Traditionell haben viele Unternehmen den Marktindex an den Ölpreis gebunden. Eine erste Erschütterung hat diese Praxis bereits durch die Entscheidung Bundesgerichtshof (BGH) vom 19. Juli 2017 (VIII ZR 268/15) erfahren. Hier hat der BGH der zweiten Instanz vorm Landgericht (LG) Würzburg entgegengehalten, er habe die Praxis, den Markt durch nur einen Brennstoff abzubilden, keineswegs für unproblematisch erklärt. Dies sei zunehmend kritisch zu betrachten und im Einzelfall zu prüfen (und damit auch für das versorgende Unternehmen meist aufwändig darzulegen). Rechtlich ist es damit nicht mehr empfehlenswert, das Marktelement durch leichtes Heizöl abzubilden. Möglicherweise ist die Praxis rechtswidrig.

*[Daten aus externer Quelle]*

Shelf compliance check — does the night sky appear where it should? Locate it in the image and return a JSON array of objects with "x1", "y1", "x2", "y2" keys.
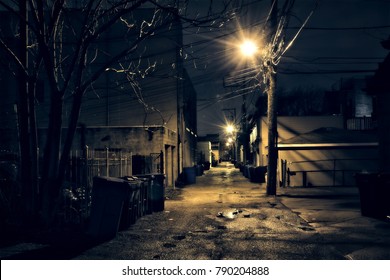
[{"x1": 185, "y1": 0, "x2": 390, "y2": 135}]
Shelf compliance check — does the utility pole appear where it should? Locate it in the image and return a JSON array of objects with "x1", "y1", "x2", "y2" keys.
[{"x1": 265, "y1": 0, "x2": 278, "y2": 195}]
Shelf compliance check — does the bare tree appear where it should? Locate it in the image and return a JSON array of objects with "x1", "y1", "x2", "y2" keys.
[{"x1": 0, "y1": 0, "x2": 235, "y2": 225}]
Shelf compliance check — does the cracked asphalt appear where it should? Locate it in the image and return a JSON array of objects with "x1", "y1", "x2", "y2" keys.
[{"x1": 75, "y1": 164, "x2": 354, "y2": 260}]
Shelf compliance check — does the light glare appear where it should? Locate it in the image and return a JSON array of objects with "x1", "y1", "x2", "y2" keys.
[{"x1": 240, "y1": 40, "x2": 257, "y2": 56}]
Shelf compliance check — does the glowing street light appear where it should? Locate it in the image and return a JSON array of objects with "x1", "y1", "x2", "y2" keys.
[
  {"x1": 240, "y1": 39, "x2": 258, "y2": 57},
  {"x1": 225, "y1": 124, "x2": 235, "y2": 134}
]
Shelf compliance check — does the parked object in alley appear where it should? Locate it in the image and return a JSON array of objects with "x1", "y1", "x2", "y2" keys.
[
  {"x1": 183, "y1": 166, "x2": 196, "y2": 184},
  {"x1": 134, "y1": 173, "x2": 165, "y2": 214},
  {"x1": 356, "y1": 173, "x2": 390, "y2": 219},
  {"x1": 87, "y1": 177, "x2": 130, "y2": 240}
]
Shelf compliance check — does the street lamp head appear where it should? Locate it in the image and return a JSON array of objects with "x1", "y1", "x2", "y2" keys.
[
  {"x1": 226, "y1": 124, "x2": 234, "y2": 134},
  {"x1": 240, "y1": 39, "x2": 258, "y2": 57}
]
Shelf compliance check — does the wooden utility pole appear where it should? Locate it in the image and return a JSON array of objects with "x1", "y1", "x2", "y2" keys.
[{"x1": 265, "y1": 0, "x2": 278, "y2": 195}]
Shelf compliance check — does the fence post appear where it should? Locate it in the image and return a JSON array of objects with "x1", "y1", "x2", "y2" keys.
[
  {"x1": 119, "y1": 150, "x2": 123, "y2": 177},
  {"x1": 106, "y1": 147, "x2": 110, "y2": 177}
]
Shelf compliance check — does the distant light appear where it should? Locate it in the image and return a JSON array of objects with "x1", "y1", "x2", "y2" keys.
[
  {"x1": 226, "y1": 124, "x2": 234, "y2": 133},
  {"x1": 240, "y1": 40, "x2": 258, "y2": 56}
]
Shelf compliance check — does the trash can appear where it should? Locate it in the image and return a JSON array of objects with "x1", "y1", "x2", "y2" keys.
[
  {"x1": 249, "y1": 166, "x2": 267, "y2": 183},
  {"x1": 183, "y1": 167, "x2": 196, "y2": 184},
  {"x1": 87, "y1": 177, "x2": 131, "y2": 240},
  {"x1": 195, "y1": 164, "x2": 204, "y2": 176},
  {"x1": 355, "y1": 173, "x2": 390, "y2": 219},
  {"x1": 134, "y1": 173, "x2": 165, "y2": 214},
  {"x1": 119, "y1": 176, "x2": 144, "y2": 230}
]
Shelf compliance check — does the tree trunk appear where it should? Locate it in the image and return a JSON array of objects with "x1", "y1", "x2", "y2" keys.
[{"x1": 41, "y1": 91, "x2": 63, "y2": 226}]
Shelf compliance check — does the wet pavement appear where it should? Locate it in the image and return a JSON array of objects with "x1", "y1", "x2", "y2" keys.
[
  {"x1": 75, "y1": 164, "x2": 390, "y2": 260},
  {"x1": 0, "y1": 164, "x2": 390, "y2": 260}
]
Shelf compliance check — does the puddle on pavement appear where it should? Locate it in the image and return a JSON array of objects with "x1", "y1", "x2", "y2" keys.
[{"x1": 217, "y1": 209, "x2": 242, "y2": 220}]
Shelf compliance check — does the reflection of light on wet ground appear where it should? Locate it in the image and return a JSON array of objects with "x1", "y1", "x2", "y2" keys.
[{"x1": 217, "y1": 209, "x2": 242, "y2": 220}]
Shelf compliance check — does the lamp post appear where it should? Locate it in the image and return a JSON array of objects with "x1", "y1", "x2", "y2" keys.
[{"x1": 236, "y1": 1, "x2": 278, "y2": 195}]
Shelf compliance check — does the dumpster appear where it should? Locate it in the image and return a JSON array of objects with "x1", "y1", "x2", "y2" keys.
[
  {"x1": 355, "y1": 173, "x2": 390, "y2": 219},
  {"x1": 119, "y1": 176, "x2": 146, "y2": 230},
  {"x1": 249, "y1": 166, "x2": 267, "y2": 183},
  {"x1": 134, "y1": 173, "x2": 165, "y2": 214},
  {"x1": 195, "y1": 164, "x2": 204, "y2": 176},
  {"x1": 183, "y1": 167, "x2": 196, "y2": 184},
  {"x1": 87, "y1": 177, "x2": 131, "y2": 240}
]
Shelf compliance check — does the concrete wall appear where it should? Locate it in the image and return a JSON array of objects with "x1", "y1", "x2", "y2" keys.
[
  {"x1": 258, "y1": 116, "x2": 343, "y2": 165},
  {"x1": 279, "y1": 148, "x2": 378, "y2": 187}
]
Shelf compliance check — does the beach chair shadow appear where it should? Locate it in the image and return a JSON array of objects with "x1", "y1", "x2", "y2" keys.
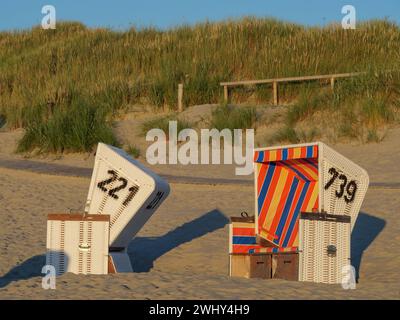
[
  {"x1": 0, "y1": 254, "x2": 68, "y2": 289},
  {"x1": 128, "y1": 210, "x2": 229, "y2": 272},
  {"x1": 351, "y1": 212, "x2": 386, "y2": 281}
]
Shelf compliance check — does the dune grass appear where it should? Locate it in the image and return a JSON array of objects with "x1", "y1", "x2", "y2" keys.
[
  {"x1": 17, "y1": 98, "x2": 118, "y2": 153},
  {"x1": 141, "y1": 113, "x2": 194, "y2": 136},
  {"x1": 210, "y1": 104, "x2": 257, "y2": 130},
  {"x1": 0, "y1": 18, "x2": 400, "y2": 151}
]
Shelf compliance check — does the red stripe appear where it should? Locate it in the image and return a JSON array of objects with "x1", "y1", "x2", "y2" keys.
[
  {"x1": 279, "y1": 181, "x2": 304, "y2": 245},
  {"x1": 275, "y1": 149, "x2": 282, "y2": 161},
  {"x1": 300, "y1": 147, "x2": 307, "y2": 158},
  {"x1": 298, "y1": 159, "x2": 318, "y2": 176},
  {"x1": 313, "y1": 146, "x2": 318, "y2": 158},
  {"x1": 288, "y1": 219, "x2": 299, "y2": 247},
  {"x1": 301, "y1": 182, "x2": 315, "y2": 211},
  {"x1": 232, "y1": 244, "x2": 262, "y2": 253},
  {"x1": 257, "y1": 164, "x2": 268, "y2": 195},
  {"x1": 253, "y1": 151, "x2": 260, "y2": 162},
  {"x1": 313, "y1": 197, "x2": 319, "y2": 210},
  {"x1": 267, "y1": 173, "x2": 294, "y2": 241},
  {"x1": 288, "y1": 148, "x2": 294, "y2": 160},
  {"x1": 263, "y1": 151, "x2": 269, "y2": 162}
]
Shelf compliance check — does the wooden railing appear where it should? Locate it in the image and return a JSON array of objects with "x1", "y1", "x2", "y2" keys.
[{"x1": 220, "y1": 72, "x2": 365, "y2": 105}]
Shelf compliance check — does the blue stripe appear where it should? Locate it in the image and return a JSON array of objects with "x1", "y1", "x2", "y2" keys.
[
  {"x1": 307, "y1": 146, "x2": 313, "y2": 158},
  {"x1": 256, "y1": 151, "x2": 264, "y2": 162},
  {"x1": 280, "y1": 162, "x2": 310, "y2": 181},
  {"x1": 282, "y1": 149, "x2": 289, "y2": 160},
  {"x1": 257, "y1": 163, "x2": 275, "y2": 215},
  {"x1": 274, "y1": 178, "x2": 299, "y2": 244},
  {"x1": 282, "y1": 182, "x2": 310, "y2": 247},
  {"x1": 232, "y1": 236, "x2": 257, "y2": 244}
]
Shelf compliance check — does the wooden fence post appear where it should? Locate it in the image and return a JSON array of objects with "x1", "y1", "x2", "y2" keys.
[
  {"x1": 178, "y1": 83, "x2": 183, "y2": 112},
  {"x1": 224, "y1": 86, "x2": 229, "y2": 103},
  {"x1": 272, "y1": 81, "x2": 279, "y2": 106}
]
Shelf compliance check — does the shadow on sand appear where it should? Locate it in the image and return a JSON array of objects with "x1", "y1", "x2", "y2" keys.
[
  {"x1": 0, "y1": 251, "x2": 68, "y2": 289},
  {"x1": 0, "y1": 255, "x2": 46, "y2": 288},
  {"x1": 351, "y1": 212, "x2": 386, "y2": 280},
  {"x1": 128, "y1": 210, "x2": 229, "y2": 272}
]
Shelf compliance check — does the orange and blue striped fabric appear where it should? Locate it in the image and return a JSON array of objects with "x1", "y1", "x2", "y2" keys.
[{"x1": 255, "y1": 146, "x2": 319, "y2": 248}]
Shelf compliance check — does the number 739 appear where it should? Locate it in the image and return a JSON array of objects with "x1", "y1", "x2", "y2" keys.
[{"x1": 325, "y1": 167, "x2": 357, "y2": 203}]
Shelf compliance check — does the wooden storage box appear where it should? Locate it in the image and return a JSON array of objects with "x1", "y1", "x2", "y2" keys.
[
  {"x1": 230, "y1": 254, "x2": 271, "y2": 279},
  {"x1": 230, "y1": 253, "x2": 299, "y2": 281}
]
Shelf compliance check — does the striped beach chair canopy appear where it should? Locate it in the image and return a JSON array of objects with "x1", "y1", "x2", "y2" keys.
[{"x1": 254, "y1": 143, "x2": 319, "y2": 250}]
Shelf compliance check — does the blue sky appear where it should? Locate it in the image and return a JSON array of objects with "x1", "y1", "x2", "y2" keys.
[{"x1": 0, "y1": 0, "x2": 400, "y2": 30}]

Die Ölpreisentwicklung der letzten Wochen macht deutlich, dass diese Praxis auch wirtschaftlich schwierig ist. Denn wenn die eigene Preisentwicklung nicht oder nur sehr teilweise ölpreisabhängig ist, aber das Marktelement den Preis zur Verbraucherseite hin nach unten regelt, verschlechtert sich die wirtschaftliche Lage der Unternehmen ohne Not. Hier lohnt es sich, über eine Überarbeitung der Preisklausel nachzudenken, wenn nicht sogar in diesem Zuge die Preise und das Preissystem insgesamt neu zu kalkulieren, um nicht nur die Preisentwicklung nach unten wie nach oben abzuflachen und Spitzen zu vermeiden. Sondern auch die eigene Ergebnisentwicklung vor so unvorhersehbaren Entwicklungen wie aktuell zumindest ein Stück zu sichern (Miriam Vollmer)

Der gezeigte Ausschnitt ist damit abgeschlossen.